# Can anyone identify this Omega nato strap?



## Steve D UK (Sep 28, 2016)

I'm looking for one of these nato straps but all I can see on the Omega site is a black and grey one. The one in the picture looks blue and black unless my eyes are playing tricks on me. Does anyone have a part number for the strap in the picture?


----------



## ry ry (Nov 25, 2018)

Looks grey to me tbh. Unless anybody knows

I'll see about checking the colour balance of the non-grey/blue bits in Photoshop when I get to the office to see if the hues have been mucked about with. (Full disclosure, I might completely forget)

*unless anybody knows *better*. I accidentally a word.


----------



## Steve D UK (Sep 28, 2016)

Thanks but I'd since found out it wasn't a genuine Omega one. I found out they did a blue and grey one so I got that instead.

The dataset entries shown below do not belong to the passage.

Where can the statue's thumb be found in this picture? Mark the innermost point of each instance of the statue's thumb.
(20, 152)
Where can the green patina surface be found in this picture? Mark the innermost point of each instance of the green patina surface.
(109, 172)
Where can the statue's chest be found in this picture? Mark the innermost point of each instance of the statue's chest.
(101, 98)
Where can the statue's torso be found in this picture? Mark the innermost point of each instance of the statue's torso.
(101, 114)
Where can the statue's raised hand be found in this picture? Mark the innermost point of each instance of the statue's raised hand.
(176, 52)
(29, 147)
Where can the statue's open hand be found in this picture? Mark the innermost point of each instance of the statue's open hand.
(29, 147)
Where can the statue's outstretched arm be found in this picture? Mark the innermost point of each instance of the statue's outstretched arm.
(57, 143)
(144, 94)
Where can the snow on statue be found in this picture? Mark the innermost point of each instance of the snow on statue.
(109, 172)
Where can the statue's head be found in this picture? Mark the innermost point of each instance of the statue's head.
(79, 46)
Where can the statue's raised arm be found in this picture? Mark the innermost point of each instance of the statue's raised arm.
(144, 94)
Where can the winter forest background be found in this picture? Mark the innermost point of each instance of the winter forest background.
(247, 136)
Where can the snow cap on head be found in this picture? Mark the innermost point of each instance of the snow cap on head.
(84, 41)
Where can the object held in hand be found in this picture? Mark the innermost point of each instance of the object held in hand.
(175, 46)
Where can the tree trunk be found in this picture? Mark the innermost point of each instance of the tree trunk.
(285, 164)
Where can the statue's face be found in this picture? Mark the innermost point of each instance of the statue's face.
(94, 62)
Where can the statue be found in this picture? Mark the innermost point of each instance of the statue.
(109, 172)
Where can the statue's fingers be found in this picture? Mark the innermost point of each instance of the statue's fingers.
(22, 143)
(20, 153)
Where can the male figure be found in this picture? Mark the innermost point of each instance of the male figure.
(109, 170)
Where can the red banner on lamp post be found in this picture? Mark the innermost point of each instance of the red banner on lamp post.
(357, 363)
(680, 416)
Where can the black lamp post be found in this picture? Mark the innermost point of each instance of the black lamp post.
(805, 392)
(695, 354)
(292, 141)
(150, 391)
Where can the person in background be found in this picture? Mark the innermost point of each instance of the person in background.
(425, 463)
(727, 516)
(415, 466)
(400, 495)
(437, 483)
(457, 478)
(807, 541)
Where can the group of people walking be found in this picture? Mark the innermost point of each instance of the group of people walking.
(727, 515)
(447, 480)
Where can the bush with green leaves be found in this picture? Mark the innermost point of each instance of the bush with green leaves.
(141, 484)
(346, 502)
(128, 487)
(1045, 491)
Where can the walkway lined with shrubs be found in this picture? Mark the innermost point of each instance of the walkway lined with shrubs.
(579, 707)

https://www.thewatchforum.co.uk/index.php?/topic/122826-incoming-oe-nato-for-my-smpc-300m/&tab=comments#comment-1332192


----------



## ry ry (Nov 25, 2018)

Ace glad you got it sorted. The blue/grey is a good combo too.


----------



## it'salivejim (Jan 19, 2013)

watchnut100 said:


> Lovely watch


 A classic variation on the 'Nice watch' post :thumbsup:


----------